Over 60s ‘throwing away’ £1.75bn in retirement savings

Britons aged over 60 are missing out on up to £1.75bn in pension savings by opting out of their workplace pensions, according to new figures released by Royal London.

An analysis of the mutual insurer’s auto-enrolment book showed that while opt-out rates remained below 10 per cent across all other age groups they rose significantly for the over 60s, with almost one in four (23%) choosing to opt out. This finding was in line with figures issued by other auto-enrolment providers such as NEST, Royal London noted.

The company also analysed the impact this move would have on someone’s retirement savings. If a person aged sixty, earning the average UK wage, was auto-enrolled into a pension scheme and made the minimum of 8% contributions, then they would have amassed a retirement pot of £13,980 by the time they reached the age of 65.

Given that pension contributions are made up of an employee contribution, employer contribution and tax relief from the government, scheme members would only need to contribute just over £6,600 of their own money to achieve this outcome, the insurer said. This meant that by opting out of their pension each member could be missing out on up to £7,000 each.

Royal London added that office Labour Force Survey data showed there were approximately 1.1 million people aged 60 or over in full-time employment in the UK, resulting in more than 250,000 people being affected.
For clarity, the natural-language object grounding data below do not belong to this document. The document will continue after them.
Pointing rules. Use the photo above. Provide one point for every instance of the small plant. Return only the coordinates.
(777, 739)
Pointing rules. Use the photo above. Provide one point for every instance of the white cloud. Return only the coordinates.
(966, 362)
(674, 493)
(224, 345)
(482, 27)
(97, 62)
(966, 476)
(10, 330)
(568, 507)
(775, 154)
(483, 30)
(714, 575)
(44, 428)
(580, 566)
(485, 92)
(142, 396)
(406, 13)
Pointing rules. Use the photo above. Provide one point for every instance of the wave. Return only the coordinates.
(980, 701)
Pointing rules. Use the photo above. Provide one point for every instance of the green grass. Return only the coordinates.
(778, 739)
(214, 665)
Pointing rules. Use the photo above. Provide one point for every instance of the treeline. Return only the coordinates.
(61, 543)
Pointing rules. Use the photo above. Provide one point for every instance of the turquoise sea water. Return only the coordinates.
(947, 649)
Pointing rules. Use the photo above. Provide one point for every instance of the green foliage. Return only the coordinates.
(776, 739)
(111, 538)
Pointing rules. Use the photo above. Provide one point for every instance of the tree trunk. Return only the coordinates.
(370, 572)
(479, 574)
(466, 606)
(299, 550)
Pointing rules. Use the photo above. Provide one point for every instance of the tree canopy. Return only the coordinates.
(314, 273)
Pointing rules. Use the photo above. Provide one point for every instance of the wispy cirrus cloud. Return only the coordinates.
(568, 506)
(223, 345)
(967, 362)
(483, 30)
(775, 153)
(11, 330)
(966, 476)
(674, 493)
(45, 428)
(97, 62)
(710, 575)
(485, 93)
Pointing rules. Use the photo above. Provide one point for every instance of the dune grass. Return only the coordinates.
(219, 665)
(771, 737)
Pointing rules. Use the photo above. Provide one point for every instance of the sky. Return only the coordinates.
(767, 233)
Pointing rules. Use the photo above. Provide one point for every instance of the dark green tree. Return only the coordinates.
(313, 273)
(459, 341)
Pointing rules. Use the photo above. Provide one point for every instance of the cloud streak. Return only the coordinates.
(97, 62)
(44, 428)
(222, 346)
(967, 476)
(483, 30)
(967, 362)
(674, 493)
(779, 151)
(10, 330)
If each of those individuals stood to lose up to £7,000 each, then collectively this group would be missing out on as much as £1.75bn in retirement savings by opting out.
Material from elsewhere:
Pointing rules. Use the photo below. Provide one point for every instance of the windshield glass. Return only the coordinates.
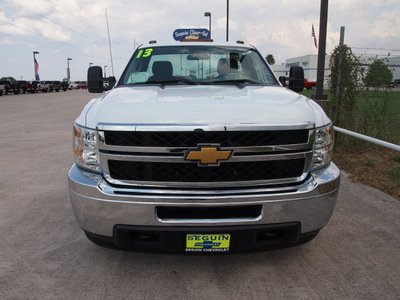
(197, 65)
The insurer attributed the high opt-out rate in this age group to people feeling they had already saved enough into a pension, or thinking they were too close to retirement to make any real difference to their retirement prospects. But it warned that by opting out, these individuals were missing out on employer contributions, tax relief and investment growth, which could “significantly improve” their retirement income.

Royal London pension specialist Helen Morrissey said: “It is understandable that someone at the age of 60 might think it is too late to save enough to make a difference to their retirement income, but they are wrong. Our figures show older workers are throwing away thousands of pounds on retirement income by opting out of their scheme. We would urge anyone thinking of opting out of their auto-enrolment scheme to think twice before doing so.”